Sally Ann Charcoal Furnace, which was built in 1811 and operated until 1879, was also based on the Sacony. Rockland Forges, which operated for over 70 years; General Daniel Udree operated one with Hessians and Redemptioners.

On Beaver Creek, a paper and birch oil manufacturer was propelled by the creek, and manufactured a form of clay used in the manufacturing of porcelain china. A pottery operated in the vicinity. A granite manufacturer, similar to that of Vermont granite, is located in New Jerusalem, near the township. There is a marble saw mill on the Sacony near Grim's mill, where large blocks of marble are sawed into desirable sizes. It has been in operation since 1864. None of the early mines are now in operation.

In 1976, Sally Ann Furnace Complex, located in the township, was added to the National Register of Historic Places.

==Geography==
According to the U.S. Census Bureau, the township has a total area of 17.1 square miles (44.2 km^{2}), all land. It is drained by the Sacony Creek and the Manatawny Creek into the Schuylkill River and most of the township is located in the South Mountains. Its villages include Boyers Junction, Dryville, Mertztown, New Jerusalem, and Sally Ann.

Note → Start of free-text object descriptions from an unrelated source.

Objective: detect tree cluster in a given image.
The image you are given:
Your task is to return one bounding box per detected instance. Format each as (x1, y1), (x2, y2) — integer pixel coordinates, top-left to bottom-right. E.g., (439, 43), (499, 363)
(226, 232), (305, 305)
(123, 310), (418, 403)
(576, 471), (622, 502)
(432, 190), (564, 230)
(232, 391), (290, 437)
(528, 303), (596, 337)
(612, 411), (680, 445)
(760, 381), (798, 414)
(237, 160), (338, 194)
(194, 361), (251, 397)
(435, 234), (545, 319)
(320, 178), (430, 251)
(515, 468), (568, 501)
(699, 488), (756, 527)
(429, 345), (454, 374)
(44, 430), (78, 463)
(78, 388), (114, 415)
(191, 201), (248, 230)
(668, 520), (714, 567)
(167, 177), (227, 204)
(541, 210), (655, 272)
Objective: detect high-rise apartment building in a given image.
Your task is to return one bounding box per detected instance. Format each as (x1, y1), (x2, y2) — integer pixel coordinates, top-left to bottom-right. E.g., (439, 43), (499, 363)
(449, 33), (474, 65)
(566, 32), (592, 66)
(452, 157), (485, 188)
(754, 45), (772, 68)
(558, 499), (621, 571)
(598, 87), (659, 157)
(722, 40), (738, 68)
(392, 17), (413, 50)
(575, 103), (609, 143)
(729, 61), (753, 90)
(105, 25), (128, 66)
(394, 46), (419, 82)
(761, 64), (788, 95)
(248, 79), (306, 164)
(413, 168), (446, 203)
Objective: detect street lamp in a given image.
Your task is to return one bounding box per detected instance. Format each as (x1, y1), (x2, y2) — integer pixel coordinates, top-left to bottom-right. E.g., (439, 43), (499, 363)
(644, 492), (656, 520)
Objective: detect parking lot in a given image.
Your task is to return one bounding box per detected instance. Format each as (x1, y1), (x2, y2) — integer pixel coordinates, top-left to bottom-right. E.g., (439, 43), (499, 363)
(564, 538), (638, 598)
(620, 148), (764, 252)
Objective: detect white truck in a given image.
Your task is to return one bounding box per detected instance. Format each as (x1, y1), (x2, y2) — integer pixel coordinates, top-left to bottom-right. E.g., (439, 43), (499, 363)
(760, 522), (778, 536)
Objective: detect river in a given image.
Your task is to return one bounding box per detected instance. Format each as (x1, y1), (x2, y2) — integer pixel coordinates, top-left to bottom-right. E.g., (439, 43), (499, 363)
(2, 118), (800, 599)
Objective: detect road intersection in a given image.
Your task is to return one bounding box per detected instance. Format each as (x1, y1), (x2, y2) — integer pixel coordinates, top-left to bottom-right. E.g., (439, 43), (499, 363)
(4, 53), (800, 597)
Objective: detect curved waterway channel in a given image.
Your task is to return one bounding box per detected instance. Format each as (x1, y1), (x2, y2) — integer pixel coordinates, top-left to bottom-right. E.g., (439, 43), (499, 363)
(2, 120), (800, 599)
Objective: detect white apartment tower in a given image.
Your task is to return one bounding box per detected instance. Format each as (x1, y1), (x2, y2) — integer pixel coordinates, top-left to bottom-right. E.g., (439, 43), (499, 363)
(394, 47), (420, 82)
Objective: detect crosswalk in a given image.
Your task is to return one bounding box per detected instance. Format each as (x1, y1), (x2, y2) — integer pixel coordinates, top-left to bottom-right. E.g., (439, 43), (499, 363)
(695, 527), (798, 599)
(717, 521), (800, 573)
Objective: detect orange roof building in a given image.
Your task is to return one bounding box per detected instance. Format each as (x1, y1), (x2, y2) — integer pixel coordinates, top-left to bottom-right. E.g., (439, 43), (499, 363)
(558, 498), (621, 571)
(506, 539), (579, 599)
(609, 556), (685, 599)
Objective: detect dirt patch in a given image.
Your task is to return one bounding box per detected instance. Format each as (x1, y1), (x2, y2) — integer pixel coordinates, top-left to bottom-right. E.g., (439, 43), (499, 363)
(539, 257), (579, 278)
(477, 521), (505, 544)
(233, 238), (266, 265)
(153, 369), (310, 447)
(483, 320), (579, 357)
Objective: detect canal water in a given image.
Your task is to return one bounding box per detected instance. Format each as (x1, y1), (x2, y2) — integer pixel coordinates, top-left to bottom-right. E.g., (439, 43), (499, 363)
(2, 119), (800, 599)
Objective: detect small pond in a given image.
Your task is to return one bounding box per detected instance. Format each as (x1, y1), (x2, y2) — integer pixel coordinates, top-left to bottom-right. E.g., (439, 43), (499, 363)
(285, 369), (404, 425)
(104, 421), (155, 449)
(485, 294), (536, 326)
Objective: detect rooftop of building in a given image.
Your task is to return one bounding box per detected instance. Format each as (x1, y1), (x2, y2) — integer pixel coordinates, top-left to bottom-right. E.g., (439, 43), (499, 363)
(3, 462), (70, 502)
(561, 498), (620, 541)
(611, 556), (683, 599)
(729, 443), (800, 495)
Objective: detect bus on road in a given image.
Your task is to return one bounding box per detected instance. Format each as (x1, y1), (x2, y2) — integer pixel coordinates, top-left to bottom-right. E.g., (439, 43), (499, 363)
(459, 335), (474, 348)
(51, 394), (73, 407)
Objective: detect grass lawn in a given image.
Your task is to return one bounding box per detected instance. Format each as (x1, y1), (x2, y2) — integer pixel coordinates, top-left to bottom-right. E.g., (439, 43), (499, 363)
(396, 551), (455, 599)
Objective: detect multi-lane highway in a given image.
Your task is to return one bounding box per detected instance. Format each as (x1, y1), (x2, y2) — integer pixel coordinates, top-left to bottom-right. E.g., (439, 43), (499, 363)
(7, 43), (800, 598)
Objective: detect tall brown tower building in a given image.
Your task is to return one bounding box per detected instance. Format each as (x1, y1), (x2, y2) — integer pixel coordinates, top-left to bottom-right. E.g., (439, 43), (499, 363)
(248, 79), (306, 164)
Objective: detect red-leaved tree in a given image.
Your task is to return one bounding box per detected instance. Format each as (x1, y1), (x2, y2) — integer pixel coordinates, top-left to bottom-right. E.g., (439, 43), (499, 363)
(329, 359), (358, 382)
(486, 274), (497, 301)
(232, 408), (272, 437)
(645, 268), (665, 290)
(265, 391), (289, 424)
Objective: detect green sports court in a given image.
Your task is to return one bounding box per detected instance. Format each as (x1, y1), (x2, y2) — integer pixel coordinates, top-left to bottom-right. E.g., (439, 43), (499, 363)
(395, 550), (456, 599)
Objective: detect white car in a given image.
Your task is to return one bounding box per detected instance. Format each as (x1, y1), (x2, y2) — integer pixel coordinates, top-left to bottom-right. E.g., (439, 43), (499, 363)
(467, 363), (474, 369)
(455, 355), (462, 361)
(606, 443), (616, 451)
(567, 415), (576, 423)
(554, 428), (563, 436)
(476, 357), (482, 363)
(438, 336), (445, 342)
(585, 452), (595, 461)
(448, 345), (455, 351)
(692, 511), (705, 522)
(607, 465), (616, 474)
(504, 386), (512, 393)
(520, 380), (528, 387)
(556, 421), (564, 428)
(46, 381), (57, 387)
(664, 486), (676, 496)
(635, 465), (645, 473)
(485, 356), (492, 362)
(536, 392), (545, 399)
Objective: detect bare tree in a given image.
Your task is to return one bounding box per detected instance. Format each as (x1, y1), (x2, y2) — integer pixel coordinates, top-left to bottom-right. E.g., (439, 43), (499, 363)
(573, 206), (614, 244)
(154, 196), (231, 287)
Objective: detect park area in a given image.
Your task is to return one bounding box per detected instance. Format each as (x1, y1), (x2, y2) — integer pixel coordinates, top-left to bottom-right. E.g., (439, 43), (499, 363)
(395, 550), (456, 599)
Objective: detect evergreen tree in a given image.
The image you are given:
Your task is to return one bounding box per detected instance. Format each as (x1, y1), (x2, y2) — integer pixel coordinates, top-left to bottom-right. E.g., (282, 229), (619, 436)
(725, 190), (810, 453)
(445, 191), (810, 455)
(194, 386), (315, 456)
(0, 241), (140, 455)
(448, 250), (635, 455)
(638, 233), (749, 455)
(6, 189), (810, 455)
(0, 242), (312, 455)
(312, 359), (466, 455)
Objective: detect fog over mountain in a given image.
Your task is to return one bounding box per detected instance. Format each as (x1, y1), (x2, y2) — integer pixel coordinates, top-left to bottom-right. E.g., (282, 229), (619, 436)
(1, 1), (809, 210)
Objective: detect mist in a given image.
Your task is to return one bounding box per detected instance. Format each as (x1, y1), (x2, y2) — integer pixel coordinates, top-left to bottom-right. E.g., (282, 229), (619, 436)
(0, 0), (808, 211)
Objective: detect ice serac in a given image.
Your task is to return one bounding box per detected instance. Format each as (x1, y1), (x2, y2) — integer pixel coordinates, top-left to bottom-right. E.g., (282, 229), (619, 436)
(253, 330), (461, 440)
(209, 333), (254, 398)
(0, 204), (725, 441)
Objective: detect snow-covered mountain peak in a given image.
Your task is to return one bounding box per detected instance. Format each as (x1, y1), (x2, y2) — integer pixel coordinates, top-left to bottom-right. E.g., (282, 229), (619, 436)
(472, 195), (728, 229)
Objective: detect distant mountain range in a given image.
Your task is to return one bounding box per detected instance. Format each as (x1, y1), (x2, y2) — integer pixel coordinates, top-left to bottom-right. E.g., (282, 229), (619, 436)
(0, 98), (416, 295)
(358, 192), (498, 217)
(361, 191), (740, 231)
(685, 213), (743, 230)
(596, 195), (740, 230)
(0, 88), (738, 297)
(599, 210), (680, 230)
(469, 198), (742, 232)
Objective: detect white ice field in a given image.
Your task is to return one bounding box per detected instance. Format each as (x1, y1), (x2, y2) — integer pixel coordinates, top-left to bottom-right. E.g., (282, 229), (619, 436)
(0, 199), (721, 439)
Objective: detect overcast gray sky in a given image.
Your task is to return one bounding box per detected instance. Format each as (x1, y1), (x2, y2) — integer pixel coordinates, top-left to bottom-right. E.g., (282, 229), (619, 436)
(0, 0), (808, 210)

===Adjacent municipalities===
- Longswamp Township (northeast)
- District Township (east)
- Pike Township (southeast)
- Oley Township (southwest)
- Ruscombmanor Township (west)
- Richmond Township (northwest)
- Maxatawny Township (northwest)

===Climate===
Rockland has a humid continental climate (Dfa/Dfb) and the hardiness zone is mainly 6b, with some 6a in higher elevations. Average monthly temperatures in New Jerusalem range from 27.6 °F in January to 71.4 °F in July. The annual absolute minimum temperature in New Jerusalem averages -4.5 °F.

==Transportation==

As of 2019, there were 57.86 mi of public roads in Rockland Township, of which 19.89 mi were maintained by the Pennsylvania Department of Transportation (PennDOT) and 37.97 mi were maintained by the township.

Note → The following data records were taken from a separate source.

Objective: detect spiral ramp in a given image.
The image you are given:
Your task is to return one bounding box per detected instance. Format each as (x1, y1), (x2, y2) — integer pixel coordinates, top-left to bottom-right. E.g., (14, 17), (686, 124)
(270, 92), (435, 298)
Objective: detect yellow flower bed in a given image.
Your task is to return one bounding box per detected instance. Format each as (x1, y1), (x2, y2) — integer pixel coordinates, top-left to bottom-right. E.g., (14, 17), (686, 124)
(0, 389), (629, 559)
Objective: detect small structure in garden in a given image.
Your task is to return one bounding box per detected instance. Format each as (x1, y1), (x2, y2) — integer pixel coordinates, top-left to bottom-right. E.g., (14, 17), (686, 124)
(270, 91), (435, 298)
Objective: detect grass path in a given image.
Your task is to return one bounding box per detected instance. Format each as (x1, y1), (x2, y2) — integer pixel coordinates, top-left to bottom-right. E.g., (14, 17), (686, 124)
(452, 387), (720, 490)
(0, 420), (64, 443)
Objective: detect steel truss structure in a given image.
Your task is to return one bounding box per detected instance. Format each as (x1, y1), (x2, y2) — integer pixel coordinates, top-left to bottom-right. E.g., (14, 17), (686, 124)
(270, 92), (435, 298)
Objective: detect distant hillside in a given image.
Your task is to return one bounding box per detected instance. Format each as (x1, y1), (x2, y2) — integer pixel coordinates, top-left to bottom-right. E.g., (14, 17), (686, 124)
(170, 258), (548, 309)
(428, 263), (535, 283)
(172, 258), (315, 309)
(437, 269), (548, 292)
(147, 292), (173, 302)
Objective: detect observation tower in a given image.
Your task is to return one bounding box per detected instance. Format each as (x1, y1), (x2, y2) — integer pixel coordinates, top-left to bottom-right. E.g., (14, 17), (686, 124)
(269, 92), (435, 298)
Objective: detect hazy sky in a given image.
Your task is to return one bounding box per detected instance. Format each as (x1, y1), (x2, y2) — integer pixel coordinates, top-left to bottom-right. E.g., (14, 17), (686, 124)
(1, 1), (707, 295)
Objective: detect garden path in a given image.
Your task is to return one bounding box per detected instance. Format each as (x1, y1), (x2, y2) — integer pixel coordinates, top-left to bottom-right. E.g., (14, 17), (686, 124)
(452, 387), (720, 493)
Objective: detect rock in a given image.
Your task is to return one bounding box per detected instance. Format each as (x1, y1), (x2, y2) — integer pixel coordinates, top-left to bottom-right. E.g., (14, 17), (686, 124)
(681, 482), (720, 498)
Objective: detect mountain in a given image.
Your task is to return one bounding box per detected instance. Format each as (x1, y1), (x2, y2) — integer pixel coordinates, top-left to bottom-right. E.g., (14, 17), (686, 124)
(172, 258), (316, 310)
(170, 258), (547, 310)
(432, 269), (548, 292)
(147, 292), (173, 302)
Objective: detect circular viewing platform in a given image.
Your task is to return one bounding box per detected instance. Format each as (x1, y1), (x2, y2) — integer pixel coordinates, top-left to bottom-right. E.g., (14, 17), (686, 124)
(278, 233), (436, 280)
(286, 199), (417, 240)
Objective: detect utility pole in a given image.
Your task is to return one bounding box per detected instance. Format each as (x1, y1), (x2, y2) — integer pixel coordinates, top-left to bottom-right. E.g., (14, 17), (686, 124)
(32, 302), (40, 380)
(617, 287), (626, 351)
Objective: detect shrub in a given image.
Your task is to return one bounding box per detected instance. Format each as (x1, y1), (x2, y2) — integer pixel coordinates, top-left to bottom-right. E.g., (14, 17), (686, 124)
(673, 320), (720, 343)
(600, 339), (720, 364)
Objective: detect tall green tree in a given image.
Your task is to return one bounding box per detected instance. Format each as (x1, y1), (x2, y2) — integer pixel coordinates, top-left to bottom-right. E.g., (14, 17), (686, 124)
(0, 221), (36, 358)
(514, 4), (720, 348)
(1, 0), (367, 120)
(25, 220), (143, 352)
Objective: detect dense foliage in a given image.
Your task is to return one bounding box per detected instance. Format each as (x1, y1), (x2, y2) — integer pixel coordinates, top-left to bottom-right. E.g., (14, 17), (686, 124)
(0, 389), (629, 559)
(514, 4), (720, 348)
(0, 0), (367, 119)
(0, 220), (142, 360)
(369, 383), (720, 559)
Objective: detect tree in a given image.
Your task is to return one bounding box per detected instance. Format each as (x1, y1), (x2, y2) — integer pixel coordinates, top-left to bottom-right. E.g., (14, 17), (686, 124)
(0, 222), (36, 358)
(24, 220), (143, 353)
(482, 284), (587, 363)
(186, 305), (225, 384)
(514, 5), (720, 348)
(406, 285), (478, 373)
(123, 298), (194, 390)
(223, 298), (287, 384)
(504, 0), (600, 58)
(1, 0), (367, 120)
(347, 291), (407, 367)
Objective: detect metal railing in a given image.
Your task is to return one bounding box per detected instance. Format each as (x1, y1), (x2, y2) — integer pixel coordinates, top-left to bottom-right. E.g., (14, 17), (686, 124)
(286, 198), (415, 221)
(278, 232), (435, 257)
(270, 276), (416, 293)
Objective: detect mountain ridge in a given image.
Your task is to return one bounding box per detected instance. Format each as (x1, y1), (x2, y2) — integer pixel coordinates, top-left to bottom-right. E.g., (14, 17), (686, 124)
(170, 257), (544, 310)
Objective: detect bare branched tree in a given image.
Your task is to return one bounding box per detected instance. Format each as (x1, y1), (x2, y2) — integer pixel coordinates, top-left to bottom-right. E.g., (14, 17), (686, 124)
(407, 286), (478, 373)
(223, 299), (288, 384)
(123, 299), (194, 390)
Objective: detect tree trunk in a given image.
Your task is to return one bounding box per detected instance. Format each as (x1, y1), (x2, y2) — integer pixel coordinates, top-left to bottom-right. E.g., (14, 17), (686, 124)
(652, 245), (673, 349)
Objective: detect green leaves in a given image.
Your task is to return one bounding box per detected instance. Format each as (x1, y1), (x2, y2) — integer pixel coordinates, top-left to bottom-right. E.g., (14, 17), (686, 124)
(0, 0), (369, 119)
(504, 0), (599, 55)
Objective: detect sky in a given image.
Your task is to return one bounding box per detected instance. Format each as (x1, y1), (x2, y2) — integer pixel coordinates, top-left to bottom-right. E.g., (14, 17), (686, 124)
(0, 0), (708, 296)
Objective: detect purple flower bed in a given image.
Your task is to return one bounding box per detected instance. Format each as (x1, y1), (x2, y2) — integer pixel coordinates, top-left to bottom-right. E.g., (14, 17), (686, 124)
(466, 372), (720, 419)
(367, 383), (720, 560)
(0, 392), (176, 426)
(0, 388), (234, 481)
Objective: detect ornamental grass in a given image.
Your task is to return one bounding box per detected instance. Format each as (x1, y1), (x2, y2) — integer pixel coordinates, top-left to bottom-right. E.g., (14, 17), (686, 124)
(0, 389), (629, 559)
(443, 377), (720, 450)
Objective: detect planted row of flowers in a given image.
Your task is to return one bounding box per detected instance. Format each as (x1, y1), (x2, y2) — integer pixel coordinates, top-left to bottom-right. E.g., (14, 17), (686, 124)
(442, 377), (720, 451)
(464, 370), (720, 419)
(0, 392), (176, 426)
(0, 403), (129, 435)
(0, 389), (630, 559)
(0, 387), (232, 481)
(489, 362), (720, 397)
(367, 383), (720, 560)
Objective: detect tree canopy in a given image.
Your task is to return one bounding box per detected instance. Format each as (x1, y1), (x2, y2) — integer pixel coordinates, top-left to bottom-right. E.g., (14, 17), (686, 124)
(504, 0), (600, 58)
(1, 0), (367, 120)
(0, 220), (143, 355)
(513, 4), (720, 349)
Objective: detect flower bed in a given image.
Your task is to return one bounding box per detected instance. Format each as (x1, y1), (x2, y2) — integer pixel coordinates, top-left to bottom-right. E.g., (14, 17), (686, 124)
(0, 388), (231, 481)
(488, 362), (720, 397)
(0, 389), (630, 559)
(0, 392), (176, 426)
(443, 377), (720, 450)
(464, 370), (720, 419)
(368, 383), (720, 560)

No numbered highways traverse Rockland Township. The main roads in the township include Fleetwood Road/Fredricksville Road, Forgedale Road/Memorial Highway, Lobachsville Road/Lyons Road, Main Street, Pricetown Road, Ruppert School Lane, and Smoketown Road.

==Demographics==
As of the census of 2000, there were 3,765 people, 1,330 households, and 1,095 families residing in the township. The population density was 220.7 PD/sqmi. There were 1,368 housing units at an average density of 80.2 /sqmi. The racial makeup of the township was 98.25% White, 0.24% African American, 0.05% Native American, 0.32% Asian, 0.35% from other races, and 0.80% from two or more races. Hispanic or Latino of any race were 1.12% of the population.

There were 1,330 households, out of which 39.4% had children under the age of 18 living with them, 74.4% were married couples living together, 3.9% had a female householder with no husband present, and 17.6% were non-families. 12.1% of all households were made up of individuals, and 4.1% had someone living alone who was 65 years of age or older. The average household size was 2.83 and the average family size was 3.10.

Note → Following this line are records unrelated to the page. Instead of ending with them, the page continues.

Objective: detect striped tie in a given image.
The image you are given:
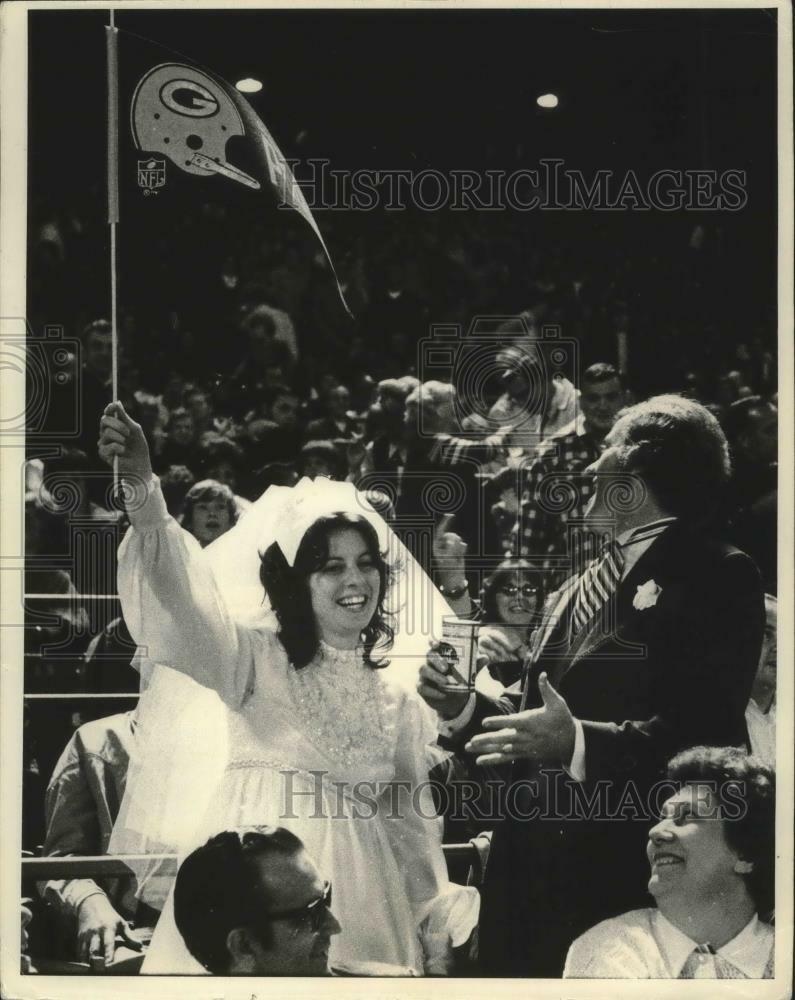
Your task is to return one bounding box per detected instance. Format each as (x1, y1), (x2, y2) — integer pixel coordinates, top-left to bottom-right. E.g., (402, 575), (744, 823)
(679, 945), (748, 979)
(570, 538), (624, 636)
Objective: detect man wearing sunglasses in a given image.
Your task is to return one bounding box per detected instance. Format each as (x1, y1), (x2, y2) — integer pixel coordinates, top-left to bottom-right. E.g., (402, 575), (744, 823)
(173, 826), (340, 976)
(172, 826), (416, 976)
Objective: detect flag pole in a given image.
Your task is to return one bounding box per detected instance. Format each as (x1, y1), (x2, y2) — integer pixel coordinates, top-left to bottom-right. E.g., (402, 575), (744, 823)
(106, 10), (120, 485)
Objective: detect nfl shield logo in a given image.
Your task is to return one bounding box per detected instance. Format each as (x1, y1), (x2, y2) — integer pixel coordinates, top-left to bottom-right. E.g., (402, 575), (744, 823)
(137, 158), (166, 190)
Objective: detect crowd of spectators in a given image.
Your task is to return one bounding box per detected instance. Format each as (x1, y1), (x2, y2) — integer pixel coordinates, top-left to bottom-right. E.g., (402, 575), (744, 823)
(21, 190), (778, 975)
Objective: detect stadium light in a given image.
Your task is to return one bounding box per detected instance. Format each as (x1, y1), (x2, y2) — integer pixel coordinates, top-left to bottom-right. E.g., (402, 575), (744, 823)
(236, 78), (263, 94)
(536, 93), (559, 109)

In the township the population was spread out, with 27.3% under the age of 18, 5.4% from 18 to 24, 32.1% from 25 to 44, 26.1% from 45 to 64, and 9.1% who were 65 years of age or older. The median age was 38 years. For every 100 females, there were 103.0 males. For every 100 females age 18 and over, there were 102.3 males.

The median income for a household in the township was $59,280, and the median income for a family was $62,778. Males had a median income of $42,003 versus $28,429 for females. The per capita income for the township was $26,530. About 2.0% of families and 2.9% of the population were below the poverty line, including 1.1% of those under age 18 and 7.3% of those age 65 or over.

Historical population
| Census | Pop. | Note | %± |
| 1980 | 1,911 |  | — |
| 1990 | 2,675 |  | 40.0% |
| 2000 | 3,765 |  | 40.7% |
| 2010 | 3,778 |  | 0.3% |
| 2016 (est.) | 3,793 |  | 0.4% |
Source: US Census Bureau

==Government==

===Supervisors===
- Russell Coffin, Chairman
- Terry Fegley
- Harold Meadway

===Legislators===
- State Representative David Maloney Sr., 130th district, Republican
- State Senator Judy Schwank, 11th district, Democrat
- U.S. Representative Dan Meuser, 9th district, Republican

==Recreation==
The western parcel of the Pennsylvania State Game Lands Number 315 is located near the western corner of the township.